Scientists at Nanyang Technological University (NTU) have successfully improved the speed, handling time, and cost of COVID-19 laboratory tests.

This new approach could result in the wider adoption of COVID-19 laboratory testing for diagnosis and enable COVID-19 screening and research in countries and regions with limited laboratory capabilities. The test, which can be done with portable equipment, can be deployed in the community as a screening tool.

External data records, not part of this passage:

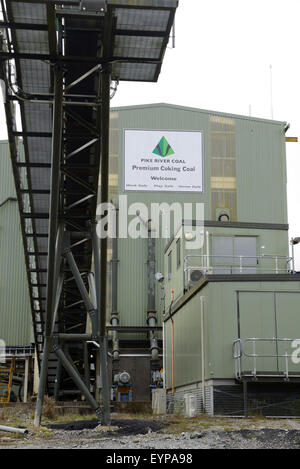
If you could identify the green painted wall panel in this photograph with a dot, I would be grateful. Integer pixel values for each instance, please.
(268, 151)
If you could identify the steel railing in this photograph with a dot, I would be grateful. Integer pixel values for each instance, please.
(239, 264)
(239, 352)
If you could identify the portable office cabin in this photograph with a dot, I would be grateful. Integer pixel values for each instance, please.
(16, 331)
(15, 312)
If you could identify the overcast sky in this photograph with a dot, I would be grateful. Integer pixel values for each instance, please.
(221, 62)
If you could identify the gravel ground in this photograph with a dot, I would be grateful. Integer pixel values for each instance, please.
(159, 434)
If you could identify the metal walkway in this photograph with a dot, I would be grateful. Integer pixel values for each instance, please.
(61, 61)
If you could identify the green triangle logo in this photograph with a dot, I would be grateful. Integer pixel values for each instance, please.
(163, 148)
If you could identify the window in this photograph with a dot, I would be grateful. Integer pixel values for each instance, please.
(178, 252)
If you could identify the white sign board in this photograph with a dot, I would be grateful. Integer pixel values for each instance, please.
(163, 161)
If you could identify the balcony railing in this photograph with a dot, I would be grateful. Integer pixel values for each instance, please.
(249, 365)
(224, 264)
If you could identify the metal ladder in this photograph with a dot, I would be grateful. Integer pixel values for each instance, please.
(6, 374)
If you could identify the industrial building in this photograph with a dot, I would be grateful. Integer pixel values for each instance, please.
(231, 339)
(15, 310)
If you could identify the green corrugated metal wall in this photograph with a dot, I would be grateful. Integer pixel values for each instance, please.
(15, 311)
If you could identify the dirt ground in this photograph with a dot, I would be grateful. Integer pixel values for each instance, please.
(148, 432)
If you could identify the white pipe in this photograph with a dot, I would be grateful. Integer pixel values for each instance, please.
(164, 358)
(202, 350)
(25, 397)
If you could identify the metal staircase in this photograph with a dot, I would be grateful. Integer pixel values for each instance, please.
(6, 374)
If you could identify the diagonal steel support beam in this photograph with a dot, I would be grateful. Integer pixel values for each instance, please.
(83, 147)
(83, 77)
(73, 373)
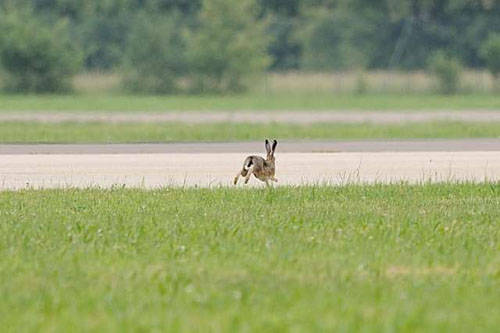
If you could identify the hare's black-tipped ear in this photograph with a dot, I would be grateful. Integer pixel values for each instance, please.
(268, 146)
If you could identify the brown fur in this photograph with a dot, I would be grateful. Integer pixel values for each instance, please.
(262, 169)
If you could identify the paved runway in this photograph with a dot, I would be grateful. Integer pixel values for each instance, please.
(245, 147)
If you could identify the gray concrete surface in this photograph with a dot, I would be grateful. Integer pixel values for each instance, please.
(245, 147)
(209, 170)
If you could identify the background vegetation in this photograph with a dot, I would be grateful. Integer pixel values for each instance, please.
(167, 46)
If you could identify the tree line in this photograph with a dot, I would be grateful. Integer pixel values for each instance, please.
(165, 46)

Currently, the most accurate COVID-19 laboratory test is a technique called polymerase chain reaction (PCR), in which a machine amplifies viral genetic material by copying it repeatedly so any trace of the SARS-CoV-2 virus can be detected. This method is laborious process that requires chemicals that are now in short supply worldwide. At present, automated equipment for sample preparation is expensive and requires specialised laboratory facilities.

Mr Wee Soon Keong, a PhD candidate at NTU LKCMedicine and the first author of the paper, said: “While polymerase chain reaction (PCR) is a venerable technology that has proven to be a workhorse for biological research, it has some drawbacks when used outside of the laboratory environment. The process is fiddly and time-consuming. Our rapid COVID-19 test involves a single-tube reaction that reduces hands-on time and biosafety risk for lab personnel, as well as the likelihood for carryover contamination during the processing of samples.”

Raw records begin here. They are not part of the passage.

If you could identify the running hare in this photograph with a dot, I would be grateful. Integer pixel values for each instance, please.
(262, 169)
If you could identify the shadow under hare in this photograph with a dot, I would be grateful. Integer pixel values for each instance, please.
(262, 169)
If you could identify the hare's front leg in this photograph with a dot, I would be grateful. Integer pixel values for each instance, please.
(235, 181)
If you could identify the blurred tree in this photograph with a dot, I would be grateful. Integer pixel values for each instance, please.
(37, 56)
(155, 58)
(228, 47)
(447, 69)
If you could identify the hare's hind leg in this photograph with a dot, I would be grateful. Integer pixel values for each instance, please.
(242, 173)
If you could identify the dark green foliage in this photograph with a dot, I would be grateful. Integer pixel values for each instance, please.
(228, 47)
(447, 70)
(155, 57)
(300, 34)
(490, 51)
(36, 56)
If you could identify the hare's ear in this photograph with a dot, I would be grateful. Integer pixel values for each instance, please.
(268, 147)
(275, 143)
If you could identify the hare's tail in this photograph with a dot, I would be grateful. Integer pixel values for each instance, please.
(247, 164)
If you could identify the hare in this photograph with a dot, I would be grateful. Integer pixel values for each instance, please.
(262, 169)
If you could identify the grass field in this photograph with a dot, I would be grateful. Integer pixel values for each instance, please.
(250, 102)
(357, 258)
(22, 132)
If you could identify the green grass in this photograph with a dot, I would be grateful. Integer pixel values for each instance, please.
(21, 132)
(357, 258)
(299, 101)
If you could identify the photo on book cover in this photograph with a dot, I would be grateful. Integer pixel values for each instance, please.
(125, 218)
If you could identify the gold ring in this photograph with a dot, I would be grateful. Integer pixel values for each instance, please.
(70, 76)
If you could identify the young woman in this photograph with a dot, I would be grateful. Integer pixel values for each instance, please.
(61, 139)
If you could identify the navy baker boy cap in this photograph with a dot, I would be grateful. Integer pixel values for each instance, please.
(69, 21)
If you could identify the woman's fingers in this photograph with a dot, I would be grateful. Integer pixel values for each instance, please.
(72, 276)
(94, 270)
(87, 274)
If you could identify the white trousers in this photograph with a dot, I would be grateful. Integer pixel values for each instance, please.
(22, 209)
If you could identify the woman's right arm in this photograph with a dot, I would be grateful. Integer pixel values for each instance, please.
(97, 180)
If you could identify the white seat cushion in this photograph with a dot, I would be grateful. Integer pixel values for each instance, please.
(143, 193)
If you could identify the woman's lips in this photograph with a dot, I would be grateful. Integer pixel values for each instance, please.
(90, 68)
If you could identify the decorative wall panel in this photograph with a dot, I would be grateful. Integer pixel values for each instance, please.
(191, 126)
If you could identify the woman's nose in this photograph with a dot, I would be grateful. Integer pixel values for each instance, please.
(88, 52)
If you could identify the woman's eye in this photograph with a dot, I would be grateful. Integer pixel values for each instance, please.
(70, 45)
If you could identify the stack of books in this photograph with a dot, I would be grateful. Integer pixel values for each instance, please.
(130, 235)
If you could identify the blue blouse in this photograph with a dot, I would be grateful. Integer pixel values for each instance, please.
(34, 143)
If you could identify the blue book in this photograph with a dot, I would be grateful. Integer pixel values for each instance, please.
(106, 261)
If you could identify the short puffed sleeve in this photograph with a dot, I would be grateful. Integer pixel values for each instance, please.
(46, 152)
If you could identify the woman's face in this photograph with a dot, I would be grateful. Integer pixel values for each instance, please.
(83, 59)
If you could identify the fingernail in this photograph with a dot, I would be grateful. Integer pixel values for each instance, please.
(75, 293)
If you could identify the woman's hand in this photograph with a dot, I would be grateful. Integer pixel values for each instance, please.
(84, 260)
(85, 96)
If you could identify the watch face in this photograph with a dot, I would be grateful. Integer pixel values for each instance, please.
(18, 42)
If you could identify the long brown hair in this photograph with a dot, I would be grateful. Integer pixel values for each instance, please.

Reducing the cost of laboratory tests

The method developed at NTU allows direct testing on the crude patient sample, cutting down the turnaround time from sample-to-result, and removing the need for RNA purification chemicals. The findings of this study have been published in the journal Genes, where the research team suggest their new COVID-19 laboratory test can also be used to detect other viruses and bacteria, including the dengue virus, which is set to plague Singapore as the country braces itself for one of the worst dengue outbreaks amid the COVID-19 pandemic.

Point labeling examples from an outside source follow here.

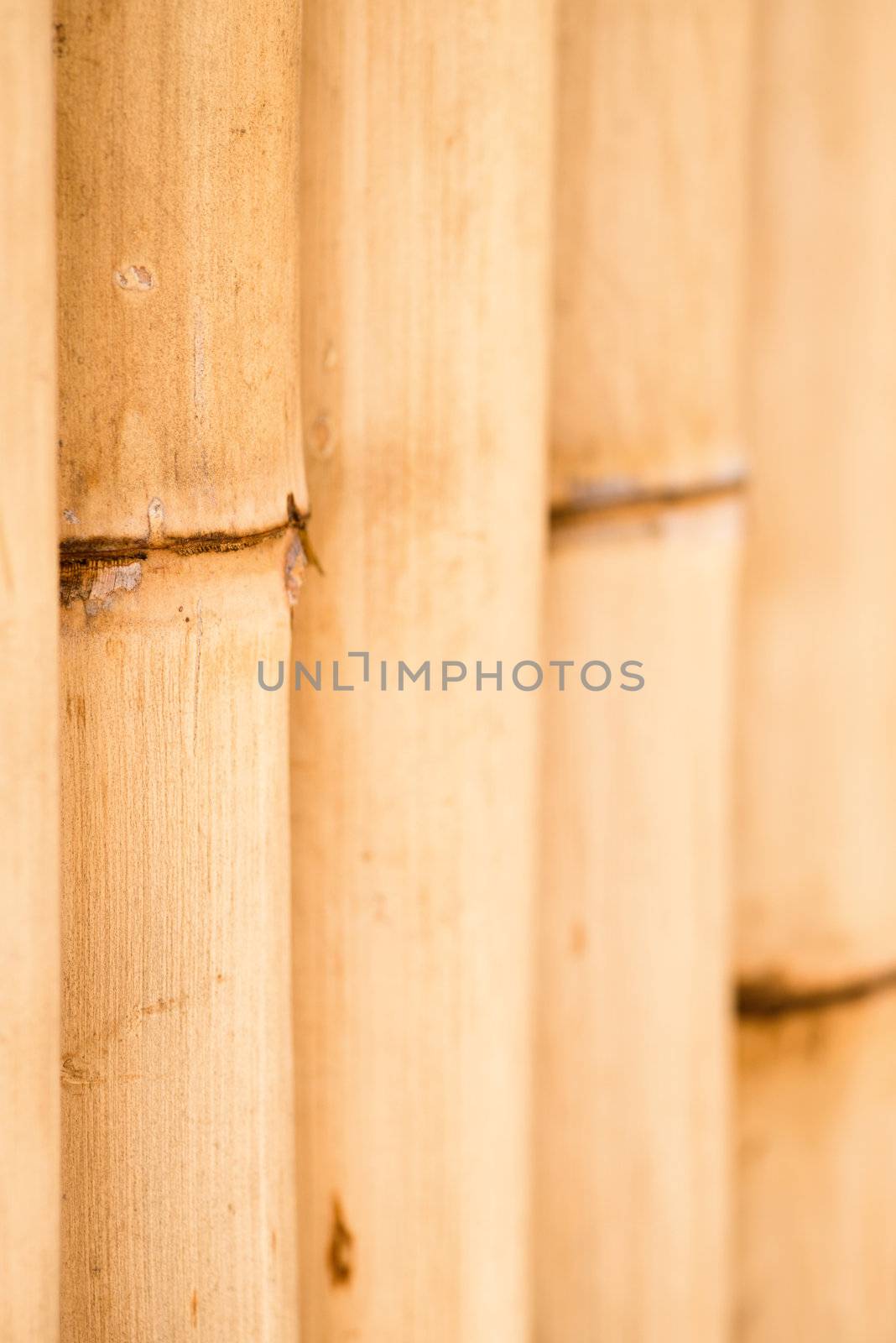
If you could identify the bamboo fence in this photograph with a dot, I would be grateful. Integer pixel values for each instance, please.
(179, 450)
(425, 259)
(396, 1005)
(815, 786)
(632, 1092)
(29, 688)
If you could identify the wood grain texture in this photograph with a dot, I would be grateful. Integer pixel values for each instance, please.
(632, 1080)
(649, 190)
(29, 688)
(179, 1197)
(177, 131)
(817, 789)
(817, 1175)
(425, 309)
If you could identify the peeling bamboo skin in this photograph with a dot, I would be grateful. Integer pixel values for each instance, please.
(817, 1175)
(649, 190)
(633, 1053)
(177, 129)
(29, 687)
(179, 1197)
(425, 308)
(817, 792)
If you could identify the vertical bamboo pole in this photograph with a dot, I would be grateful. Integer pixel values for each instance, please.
(647, 452)
(29, 684)
(815, 1229)
(177, 230)
(425, 290)
(815, 852)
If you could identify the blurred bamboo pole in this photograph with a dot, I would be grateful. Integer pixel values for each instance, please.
(815, 1229)
(632, 1090)
(179, 447)
(817, 848)
(425, 180)
(29, 688)
(815, 841)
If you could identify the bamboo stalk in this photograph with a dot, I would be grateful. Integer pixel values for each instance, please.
(633, 1009)
(177, 136)
(815, 856)
(817, 790)
(425, 290)
(633, 1043)
(29, 688)
(649, 191)
(815, 1237)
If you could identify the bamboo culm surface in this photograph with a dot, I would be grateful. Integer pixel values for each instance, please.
(29, 688)
(179, 431)
(425, 198)
(815, 849)
(647, 454)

Typically, in PCR tests, the genetic material on a swab sample collected from a patient must be extracted to remove any substances in the sample that prevent the PCR test from working. The NTU test uses ‘direct PCR’, removing the need for RNA purification. Instead, they added inhibitor-resistant enzymes and reagents targeting compounds that obstruct RNA amplification. These enzymes and reagents, which are commercially available, have high resistance to such compounds that otherwise inhibit PCR, rendering the test inaccurate.

“By skipping the RNA extraction step with our direct-PCR method, we see cost savings on nucleic acid extraction kits, and avoid the problem of reagents in short supply when lab testing is ramped up and the demand increases globally,” said Dr Sivalingam.